Money Launderers Using No-Questions-Asked Art Market to Cover Criminality

Of course antiquity sales is a very good example of all the tendencies discussed in this article from the Jewish Voice (Boruch Shubert, 'Money Launderers Using Art to Cover Criminality', 22 May 2013 )  which primarily has in mind other forms of "art"):
New revelations by law enforcement officials in both the United States and overseas show how money launderers – ever eager to find new ways to cover up their criminal deeds – are utilizing thousands of expensive artworks to disguise their illegitimate profits and unlawfully transfer assets on an international scale. Seeking ways to circumvent stricter government oversight of classical money-laundering methods, purveyors of such nefarious activity as smuggling, arms dealing and drug trafficking are taking advantage of the harder-to-track art market in much greater numbers than before.[...] The lucrative art market has become the money laundering vehicle of choice for so many because it is devoid of the legal safeguards found in most other industries. [...] it is relatively easy to move a painting from one country to another; the price of such an item can be raised or lowered by millions of dollars arbitrarily; and the identities of purchasers and sellers tend to be kept secret with a vengeance, leaving law enforcement to merely speculate who was actually involved, the source of the money and whether the price was suspicious. 

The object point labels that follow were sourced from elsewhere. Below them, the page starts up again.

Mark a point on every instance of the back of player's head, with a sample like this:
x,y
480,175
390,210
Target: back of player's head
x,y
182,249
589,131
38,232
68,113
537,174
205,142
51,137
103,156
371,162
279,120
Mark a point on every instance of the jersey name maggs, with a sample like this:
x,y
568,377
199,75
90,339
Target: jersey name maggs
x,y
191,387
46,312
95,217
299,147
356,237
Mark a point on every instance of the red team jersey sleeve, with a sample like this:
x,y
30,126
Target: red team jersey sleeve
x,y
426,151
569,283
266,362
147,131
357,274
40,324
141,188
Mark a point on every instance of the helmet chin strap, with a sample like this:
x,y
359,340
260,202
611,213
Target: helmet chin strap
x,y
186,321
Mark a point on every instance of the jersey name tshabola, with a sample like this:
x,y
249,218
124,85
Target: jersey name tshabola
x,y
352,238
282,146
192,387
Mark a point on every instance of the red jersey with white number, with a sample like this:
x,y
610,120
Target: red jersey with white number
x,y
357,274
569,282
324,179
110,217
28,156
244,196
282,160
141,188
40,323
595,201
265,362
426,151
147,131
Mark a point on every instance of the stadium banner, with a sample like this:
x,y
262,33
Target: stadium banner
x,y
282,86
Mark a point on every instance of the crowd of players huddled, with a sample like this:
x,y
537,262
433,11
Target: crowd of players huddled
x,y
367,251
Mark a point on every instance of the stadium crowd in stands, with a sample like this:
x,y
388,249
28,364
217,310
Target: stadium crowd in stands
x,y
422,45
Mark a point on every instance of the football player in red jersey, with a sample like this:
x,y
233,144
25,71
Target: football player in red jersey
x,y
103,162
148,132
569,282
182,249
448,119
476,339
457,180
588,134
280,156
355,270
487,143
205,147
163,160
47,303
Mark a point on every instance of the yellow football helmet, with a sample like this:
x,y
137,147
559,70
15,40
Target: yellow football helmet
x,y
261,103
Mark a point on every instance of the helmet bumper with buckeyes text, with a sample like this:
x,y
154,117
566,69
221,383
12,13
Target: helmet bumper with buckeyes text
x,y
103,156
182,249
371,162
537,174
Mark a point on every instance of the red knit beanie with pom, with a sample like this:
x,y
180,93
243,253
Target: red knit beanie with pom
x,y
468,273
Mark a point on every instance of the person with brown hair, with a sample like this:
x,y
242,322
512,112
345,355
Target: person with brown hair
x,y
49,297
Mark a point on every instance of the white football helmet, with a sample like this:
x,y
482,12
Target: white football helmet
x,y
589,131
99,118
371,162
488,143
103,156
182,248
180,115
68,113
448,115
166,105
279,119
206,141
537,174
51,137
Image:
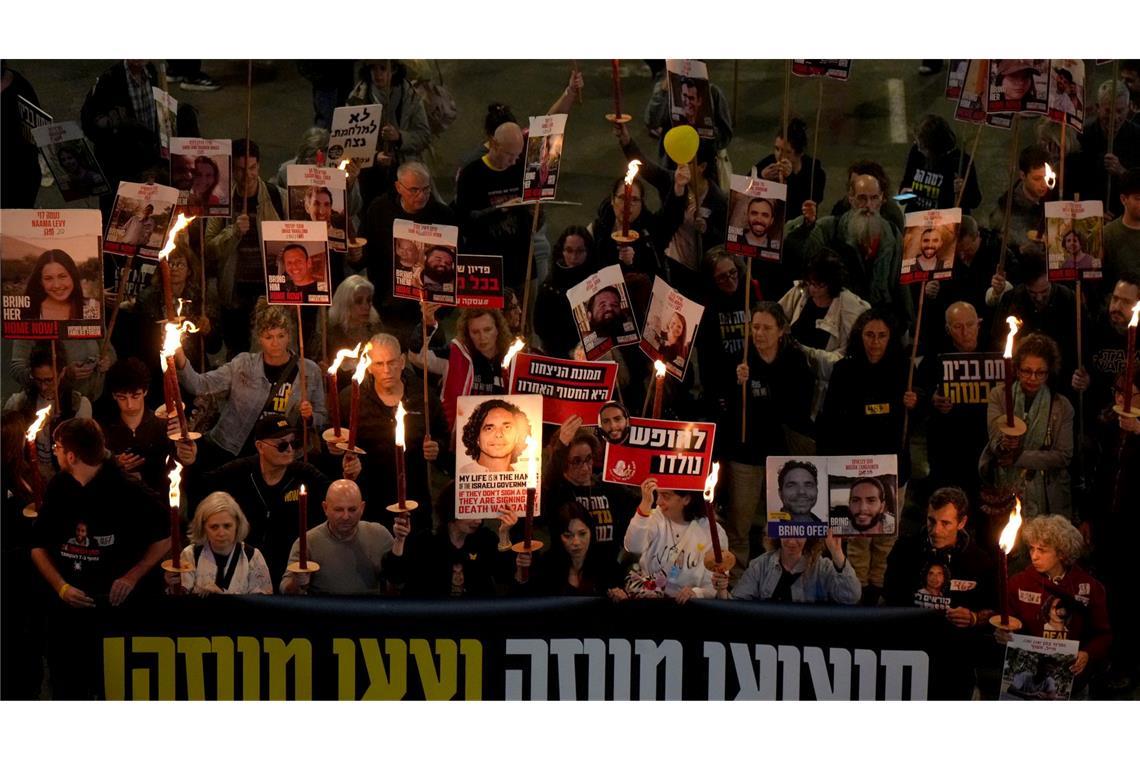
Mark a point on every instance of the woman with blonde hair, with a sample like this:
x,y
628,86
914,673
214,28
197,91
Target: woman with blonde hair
x,y
221,562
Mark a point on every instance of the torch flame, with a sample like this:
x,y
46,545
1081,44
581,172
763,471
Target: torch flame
x,y
34,427
1014,324
710,481
515,348
632,171
172,337
1009,533
363,364
341,356
399,424
179,225
176,482
531,454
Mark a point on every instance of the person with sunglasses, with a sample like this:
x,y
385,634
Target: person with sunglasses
x,y
1034,464
267,487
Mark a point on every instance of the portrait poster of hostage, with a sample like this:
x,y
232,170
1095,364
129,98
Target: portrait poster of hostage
x,y
498,442
296,263
51,274
602,312
756,218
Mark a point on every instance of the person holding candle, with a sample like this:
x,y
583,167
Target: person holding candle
x,y
1053,573
1035,464
388,384
258,384
670,538
127,528
353,554
222,562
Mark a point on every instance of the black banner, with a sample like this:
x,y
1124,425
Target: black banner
x,y
553,648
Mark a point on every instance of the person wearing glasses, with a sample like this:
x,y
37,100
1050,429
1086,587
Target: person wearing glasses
x,y
267,488
1034,464
410,198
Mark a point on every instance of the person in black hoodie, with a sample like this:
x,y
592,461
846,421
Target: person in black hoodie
x,y
863,413
573,261
779,385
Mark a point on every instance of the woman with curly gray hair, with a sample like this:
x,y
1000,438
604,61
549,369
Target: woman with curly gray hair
x,y
1055,546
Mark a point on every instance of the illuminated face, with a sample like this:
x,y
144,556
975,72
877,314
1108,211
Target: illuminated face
x,y
613,423
498,435
799,491
943,525
57,283
865,506
759,218
576,539
221,532
319,206
483,335
876,335
296,266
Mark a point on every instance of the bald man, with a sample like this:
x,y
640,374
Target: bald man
x,y
481,189
351,553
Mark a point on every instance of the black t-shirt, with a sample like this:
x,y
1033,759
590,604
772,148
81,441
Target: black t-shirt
x,y
95,533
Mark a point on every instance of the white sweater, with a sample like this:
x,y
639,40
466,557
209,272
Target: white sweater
x,y
653,539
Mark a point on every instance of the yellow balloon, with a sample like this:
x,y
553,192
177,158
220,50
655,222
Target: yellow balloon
x,y
681,144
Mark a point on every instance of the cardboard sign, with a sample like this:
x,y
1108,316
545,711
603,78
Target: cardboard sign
x,y
929,243
837,68
71,160
139,219
1074,231
491,457
51,274
296,263
479,282
602,312
353,135
544,156
968,378
568,387
317,194
691,97
670,327
424,261
756,218
201,171
677,454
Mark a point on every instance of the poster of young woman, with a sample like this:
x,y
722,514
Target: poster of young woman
x,y
296,263
51,274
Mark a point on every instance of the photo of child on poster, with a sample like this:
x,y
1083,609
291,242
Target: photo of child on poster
x,y
1073,235
316,194
797,497
602,312
424,261
51,274
296,263
1018,86
71,160
929,243
690,97
863,495
544,155
756,218
670,327
201,170
493,456
139,219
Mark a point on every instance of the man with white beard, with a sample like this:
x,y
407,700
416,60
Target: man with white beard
x,y
866,244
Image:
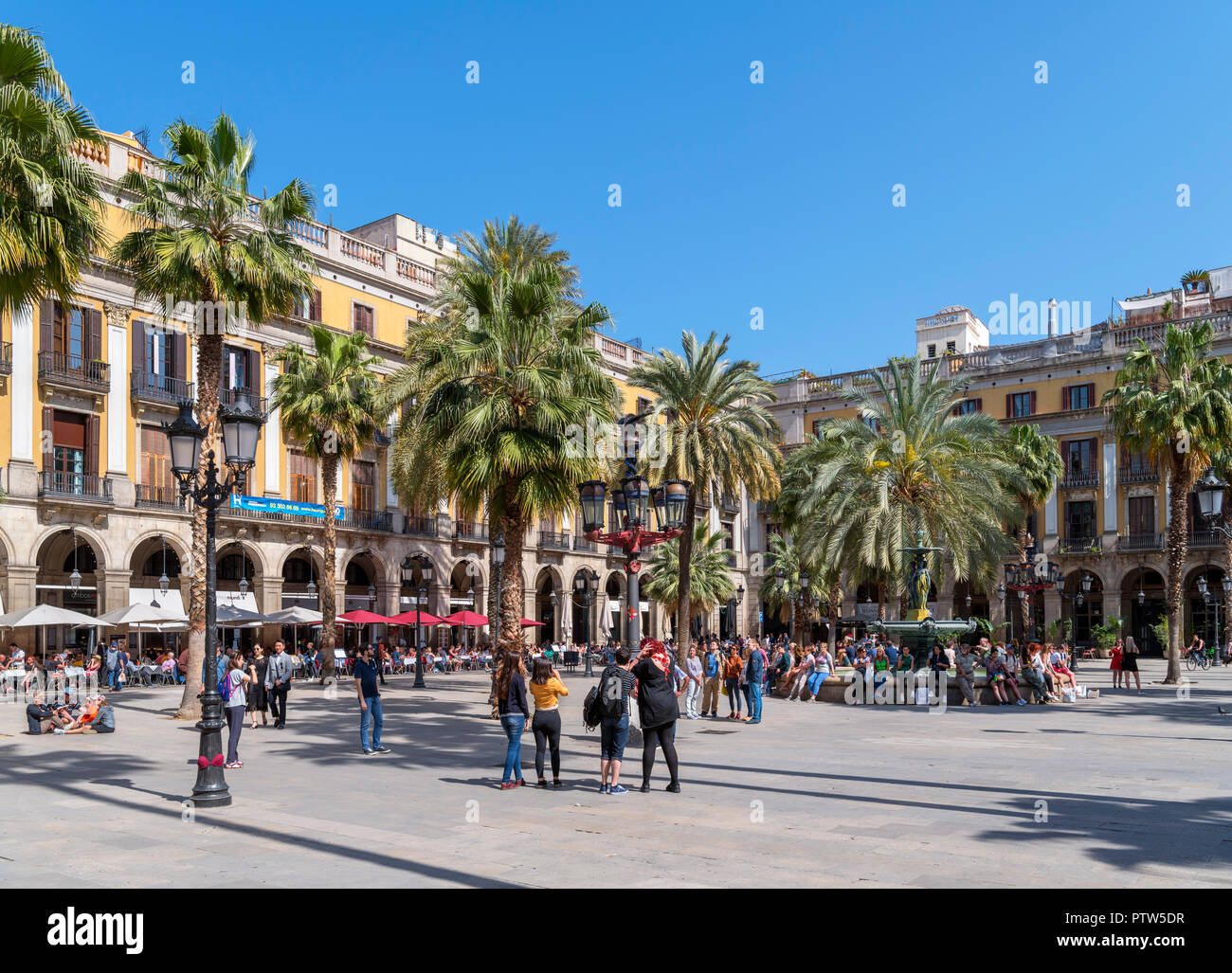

New legislation in the EU and USA has been instituted to deal with this problem, but is insufficient. The article appears to be a plug for a soon-to-be-published book, "Money Laundering Through Art", by Fausto Martin De Sanctis. This calls for more focused international regulation of the art market.  For their part, art dealers try to play down the role of art sales in the criminal underworld.
Art dealers and their clients are greatly reluctant to relinquish the trademark secrecy that is historically embedded within their business practices. In fact, the Art Dealers Association of America scoffs at the very notion that using art as a means of laundering money is a serious concern. “The issue is not an industry-wide problem and really does not pertain to us,” insisted Lily Mitchem Pearsall, the association’s spokeswoman.
Well, they would would they not? But if they are so sure of that, why not let's have the transparency from them they demand of lawmakers who produce regulations which affect the industry? Then we will see for ourselves.